Brad, one of my rhinoplasty patients in Toronto, has agreed to share his experience with cosmetic surgery so others may get an insider’s view. Read Chapter 1 here, here for Chapters 2 and 3. Today we present Chapters 4 and 5!
Taking the Plunge
It’s now fall. I start saving money for the surgery. I hope to have enough in about a year—maybe even as early as next spring. I decide to keep my goatee and current hairstyle until after the surgery. Then I’ll change everything and help draw attention away from the major changes in my face.
Spring comes and I’m not yet ready. The surgery must wait until fall.
It’s midsummer. I schedule appointments with two cosmetic surgeons. The first one is very nice and so is his staff. He tells me everything I want to hear about the surgery, the procedures, and the outcome. I’m given some forms for blood work and told to schedule an appointment for surgery when I’m ready.
My next appointment is with Dr. Adamson. He goes into greater detail and cautions me that the procedure to straighten my nose is difficult to get perfect. Improvement must be the goal, not perfection. This is something I already know from my research, but I appreciate hearing it from him. He goes over the additional consultations, tests, and photographs that will be needed to paint the whole picture of my situation. This attention to detail impresses me. I schedule surgery for one month later.
Over that month, I have various appointments for consultations, photographs, and tests to prepare for the operation. I arrange to stay at a friend’s house during the time after surgery.
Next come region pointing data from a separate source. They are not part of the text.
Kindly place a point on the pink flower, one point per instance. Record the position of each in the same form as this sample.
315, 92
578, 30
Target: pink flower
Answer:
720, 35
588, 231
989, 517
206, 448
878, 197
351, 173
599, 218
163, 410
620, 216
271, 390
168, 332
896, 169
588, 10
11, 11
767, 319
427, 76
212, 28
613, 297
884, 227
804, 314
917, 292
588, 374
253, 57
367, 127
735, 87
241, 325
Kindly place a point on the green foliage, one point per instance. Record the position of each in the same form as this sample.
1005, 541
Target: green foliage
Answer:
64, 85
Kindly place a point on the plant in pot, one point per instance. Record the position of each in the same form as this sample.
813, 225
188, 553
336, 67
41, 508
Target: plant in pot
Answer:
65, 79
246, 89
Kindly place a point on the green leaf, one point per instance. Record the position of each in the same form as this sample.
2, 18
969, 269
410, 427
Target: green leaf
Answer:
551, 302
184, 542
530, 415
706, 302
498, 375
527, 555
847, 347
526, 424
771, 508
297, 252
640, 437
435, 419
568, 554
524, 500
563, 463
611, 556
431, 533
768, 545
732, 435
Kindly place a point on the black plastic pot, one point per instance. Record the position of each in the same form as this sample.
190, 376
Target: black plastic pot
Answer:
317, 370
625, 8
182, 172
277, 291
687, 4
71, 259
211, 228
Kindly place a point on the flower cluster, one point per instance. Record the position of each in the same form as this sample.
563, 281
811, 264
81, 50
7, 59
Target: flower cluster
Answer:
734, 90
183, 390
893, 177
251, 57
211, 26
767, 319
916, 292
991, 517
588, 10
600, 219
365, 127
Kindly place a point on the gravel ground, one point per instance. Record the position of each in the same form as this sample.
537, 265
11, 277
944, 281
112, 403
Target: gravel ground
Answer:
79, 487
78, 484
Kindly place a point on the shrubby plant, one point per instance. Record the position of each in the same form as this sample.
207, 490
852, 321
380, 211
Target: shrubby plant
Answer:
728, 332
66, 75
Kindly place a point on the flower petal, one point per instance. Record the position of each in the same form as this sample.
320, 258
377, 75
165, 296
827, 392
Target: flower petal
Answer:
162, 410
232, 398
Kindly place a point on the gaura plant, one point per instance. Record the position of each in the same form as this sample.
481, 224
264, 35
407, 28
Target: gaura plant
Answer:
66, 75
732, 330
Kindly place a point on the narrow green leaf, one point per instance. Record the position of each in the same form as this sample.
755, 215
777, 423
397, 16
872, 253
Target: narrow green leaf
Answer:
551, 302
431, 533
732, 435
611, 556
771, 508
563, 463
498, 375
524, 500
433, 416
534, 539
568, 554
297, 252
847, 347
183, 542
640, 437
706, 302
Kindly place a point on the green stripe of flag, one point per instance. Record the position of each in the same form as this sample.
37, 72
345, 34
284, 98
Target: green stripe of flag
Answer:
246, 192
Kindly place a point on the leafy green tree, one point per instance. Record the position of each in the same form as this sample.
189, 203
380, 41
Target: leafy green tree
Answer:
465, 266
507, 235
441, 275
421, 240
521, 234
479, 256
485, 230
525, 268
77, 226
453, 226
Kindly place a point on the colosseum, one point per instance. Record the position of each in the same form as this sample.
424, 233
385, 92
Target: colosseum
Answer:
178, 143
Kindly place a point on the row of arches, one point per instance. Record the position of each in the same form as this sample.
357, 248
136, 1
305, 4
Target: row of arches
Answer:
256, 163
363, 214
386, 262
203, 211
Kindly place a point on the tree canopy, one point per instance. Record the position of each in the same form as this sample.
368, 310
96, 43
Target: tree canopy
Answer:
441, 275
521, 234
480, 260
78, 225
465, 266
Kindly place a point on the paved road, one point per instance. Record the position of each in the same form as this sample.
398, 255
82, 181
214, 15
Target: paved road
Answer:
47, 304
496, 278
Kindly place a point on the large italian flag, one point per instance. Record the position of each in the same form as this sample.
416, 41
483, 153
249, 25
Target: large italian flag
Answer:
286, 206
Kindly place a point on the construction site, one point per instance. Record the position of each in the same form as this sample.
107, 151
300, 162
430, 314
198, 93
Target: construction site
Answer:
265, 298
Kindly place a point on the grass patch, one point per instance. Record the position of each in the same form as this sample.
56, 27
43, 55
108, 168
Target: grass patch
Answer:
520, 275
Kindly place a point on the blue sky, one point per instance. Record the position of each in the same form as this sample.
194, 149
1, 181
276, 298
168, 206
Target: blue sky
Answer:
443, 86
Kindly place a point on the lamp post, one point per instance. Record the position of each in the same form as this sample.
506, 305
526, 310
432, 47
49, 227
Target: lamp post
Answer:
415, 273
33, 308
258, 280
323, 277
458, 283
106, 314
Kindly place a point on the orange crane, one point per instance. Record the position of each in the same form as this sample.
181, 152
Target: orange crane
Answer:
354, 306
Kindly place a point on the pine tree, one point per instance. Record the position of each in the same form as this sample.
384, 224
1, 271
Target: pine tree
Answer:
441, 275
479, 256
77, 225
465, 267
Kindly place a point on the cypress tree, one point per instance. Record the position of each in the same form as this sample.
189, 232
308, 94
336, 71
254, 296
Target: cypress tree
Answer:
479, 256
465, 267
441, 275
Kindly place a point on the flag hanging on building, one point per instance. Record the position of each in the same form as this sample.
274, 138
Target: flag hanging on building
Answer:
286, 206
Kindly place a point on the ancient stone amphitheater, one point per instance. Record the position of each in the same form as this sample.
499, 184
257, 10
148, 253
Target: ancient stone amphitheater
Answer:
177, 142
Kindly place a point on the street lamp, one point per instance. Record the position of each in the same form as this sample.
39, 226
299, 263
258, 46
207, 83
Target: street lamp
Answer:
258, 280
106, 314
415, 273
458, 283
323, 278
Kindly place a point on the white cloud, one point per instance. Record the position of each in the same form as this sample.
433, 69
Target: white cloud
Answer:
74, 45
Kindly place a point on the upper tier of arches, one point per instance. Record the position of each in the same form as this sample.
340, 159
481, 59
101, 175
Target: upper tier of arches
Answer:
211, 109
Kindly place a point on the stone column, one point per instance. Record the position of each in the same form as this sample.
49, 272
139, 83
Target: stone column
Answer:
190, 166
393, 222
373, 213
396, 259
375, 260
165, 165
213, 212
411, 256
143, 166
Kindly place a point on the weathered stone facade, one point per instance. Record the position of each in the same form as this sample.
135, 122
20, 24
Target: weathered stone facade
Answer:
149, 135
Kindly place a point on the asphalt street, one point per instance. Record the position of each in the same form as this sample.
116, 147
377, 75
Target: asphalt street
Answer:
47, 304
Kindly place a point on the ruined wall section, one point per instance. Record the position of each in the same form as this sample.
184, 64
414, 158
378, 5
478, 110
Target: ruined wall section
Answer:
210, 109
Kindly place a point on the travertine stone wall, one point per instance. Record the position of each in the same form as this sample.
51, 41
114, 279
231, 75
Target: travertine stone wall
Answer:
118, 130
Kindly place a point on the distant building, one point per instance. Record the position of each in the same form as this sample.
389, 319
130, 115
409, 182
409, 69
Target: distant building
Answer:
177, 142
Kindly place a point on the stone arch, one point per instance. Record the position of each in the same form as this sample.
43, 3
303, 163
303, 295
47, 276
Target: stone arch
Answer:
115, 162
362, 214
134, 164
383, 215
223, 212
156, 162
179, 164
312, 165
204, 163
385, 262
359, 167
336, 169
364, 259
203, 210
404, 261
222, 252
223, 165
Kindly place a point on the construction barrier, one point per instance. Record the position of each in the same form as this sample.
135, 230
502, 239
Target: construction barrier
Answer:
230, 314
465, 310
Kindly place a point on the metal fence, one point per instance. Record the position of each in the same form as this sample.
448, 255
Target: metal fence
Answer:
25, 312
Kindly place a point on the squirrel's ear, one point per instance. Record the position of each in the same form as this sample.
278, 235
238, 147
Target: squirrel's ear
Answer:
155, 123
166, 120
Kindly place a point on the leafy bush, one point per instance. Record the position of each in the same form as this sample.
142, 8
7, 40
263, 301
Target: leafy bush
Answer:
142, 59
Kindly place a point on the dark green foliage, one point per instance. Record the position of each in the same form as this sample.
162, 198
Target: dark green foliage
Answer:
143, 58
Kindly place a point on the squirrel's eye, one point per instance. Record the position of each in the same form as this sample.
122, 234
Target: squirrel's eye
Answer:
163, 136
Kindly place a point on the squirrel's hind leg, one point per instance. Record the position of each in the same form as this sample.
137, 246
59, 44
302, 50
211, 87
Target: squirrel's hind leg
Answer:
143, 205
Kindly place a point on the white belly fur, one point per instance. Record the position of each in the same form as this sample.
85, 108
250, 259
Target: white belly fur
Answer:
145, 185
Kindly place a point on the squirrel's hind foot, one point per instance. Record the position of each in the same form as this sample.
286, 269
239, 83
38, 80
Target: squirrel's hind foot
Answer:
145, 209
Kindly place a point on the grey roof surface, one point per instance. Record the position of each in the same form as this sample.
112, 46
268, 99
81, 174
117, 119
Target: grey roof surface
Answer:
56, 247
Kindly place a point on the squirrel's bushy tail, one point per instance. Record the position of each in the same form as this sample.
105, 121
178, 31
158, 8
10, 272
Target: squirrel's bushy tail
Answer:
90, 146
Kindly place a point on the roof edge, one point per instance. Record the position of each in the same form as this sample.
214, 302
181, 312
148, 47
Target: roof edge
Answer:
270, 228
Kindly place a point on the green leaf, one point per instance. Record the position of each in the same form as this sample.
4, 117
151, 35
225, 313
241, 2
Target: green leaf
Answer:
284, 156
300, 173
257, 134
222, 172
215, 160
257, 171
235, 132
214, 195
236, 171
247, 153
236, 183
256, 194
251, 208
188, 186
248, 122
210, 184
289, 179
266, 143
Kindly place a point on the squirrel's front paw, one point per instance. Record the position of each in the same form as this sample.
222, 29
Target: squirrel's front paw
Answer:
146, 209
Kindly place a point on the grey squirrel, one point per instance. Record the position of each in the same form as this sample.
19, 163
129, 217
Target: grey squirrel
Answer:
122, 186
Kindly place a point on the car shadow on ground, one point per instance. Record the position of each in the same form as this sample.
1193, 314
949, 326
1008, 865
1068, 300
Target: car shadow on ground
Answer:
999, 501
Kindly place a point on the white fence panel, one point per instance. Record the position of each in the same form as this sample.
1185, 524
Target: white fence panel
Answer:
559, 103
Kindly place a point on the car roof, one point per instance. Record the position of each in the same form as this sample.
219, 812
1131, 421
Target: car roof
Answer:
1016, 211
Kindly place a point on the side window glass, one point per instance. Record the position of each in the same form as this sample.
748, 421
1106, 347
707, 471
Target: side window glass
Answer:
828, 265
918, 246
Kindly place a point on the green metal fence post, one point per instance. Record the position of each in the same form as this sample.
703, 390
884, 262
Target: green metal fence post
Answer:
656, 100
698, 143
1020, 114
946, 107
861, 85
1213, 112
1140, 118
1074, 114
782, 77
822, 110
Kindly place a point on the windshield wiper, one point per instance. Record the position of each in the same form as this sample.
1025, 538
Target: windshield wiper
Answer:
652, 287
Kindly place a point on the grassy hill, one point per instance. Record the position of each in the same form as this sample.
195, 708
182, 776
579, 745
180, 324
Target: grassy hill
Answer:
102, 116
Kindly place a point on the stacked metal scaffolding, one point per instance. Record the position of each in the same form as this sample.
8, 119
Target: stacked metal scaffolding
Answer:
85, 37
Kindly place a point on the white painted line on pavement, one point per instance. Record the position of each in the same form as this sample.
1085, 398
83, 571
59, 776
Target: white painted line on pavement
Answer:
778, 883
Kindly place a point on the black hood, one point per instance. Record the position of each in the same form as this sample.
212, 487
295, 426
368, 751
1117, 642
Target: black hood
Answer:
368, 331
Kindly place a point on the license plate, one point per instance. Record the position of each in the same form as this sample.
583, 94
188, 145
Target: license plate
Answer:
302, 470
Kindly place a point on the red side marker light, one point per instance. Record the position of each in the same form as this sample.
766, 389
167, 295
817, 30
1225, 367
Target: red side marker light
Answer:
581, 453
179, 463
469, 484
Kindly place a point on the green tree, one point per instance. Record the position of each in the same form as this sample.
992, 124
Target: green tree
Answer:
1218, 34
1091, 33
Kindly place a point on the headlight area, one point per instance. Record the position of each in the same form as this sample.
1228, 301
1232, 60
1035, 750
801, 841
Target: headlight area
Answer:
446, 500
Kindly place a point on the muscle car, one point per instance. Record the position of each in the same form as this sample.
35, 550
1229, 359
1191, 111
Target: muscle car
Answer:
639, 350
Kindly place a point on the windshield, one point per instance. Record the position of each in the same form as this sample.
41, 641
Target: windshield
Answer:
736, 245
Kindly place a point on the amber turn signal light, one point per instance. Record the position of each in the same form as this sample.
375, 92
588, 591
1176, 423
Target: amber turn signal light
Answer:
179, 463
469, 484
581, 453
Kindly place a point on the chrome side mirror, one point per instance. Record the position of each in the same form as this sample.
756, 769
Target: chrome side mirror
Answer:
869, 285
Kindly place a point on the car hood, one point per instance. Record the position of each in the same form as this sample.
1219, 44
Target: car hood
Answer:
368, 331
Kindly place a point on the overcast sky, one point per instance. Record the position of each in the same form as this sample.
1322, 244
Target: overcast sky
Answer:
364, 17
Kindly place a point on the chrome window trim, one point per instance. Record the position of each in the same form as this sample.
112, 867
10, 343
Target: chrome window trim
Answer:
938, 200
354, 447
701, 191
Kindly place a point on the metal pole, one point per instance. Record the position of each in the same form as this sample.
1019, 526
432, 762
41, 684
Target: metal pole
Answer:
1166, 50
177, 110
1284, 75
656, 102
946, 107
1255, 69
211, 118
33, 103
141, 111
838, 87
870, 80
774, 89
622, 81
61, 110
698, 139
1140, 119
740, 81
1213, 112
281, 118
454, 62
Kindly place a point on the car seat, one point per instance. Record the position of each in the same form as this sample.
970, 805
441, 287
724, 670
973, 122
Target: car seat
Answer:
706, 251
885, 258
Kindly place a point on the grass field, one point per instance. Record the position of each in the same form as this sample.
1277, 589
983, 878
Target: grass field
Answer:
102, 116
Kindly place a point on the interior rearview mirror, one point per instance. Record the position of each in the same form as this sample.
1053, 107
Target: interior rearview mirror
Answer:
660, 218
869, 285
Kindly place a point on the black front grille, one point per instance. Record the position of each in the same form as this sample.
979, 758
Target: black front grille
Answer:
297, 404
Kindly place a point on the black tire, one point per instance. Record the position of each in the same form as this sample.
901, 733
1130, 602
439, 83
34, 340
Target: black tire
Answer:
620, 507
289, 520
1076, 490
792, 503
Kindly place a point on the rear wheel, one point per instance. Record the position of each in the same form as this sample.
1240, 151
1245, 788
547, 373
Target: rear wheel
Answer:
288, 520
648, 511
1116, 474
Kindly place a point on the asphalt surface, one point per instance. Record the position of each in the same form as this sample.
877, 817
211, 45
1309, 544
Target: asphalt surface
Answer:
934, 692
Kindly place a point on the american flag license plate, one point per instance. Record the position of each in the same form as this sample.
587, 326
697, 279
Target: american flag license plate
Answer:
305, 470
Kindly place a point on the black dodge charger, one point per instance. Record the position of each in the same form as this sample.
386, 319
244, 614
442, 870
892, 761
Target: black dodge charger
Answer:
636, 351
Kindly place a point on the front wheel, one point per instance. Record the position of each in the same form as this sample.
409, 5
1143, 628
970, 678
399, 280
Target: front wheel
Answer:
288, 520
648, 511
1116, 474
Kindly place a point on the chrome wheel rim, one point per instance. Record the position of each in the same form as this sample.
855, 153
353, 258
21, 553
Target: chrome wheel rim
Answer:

I’m surprisingly calm as the day of surgery approaches, but I’ve been quite busy.
The Big Day
On surgery day, I get up, shower, and jump in a cab for the clinic, perhaps a little nervous, but not freaking out. I arrive and change into a gown, and Dr. Adamson comes in to prepare me. He marks the location for my chin implant and asks if I have any questions. This is my last chance to run for the door, but that’s the last thing I want to do. I’m excited about having this lifelong goal achieved.
I enter the operating room and lie on the table. The anesthetist starts a drip, and I fall unconscious in mid-conversation.
The next thing I know, I’m waking up and feeling pretty good, all things considered. With each passing minute, I become more alert. I peek in a mirror, expecting to look bad and am surprised. There’s just a small cast on my nose and a bandage around my chin. I have no problem with this at all. And I can tell, even with the cast on, that there are huge changes in my nose.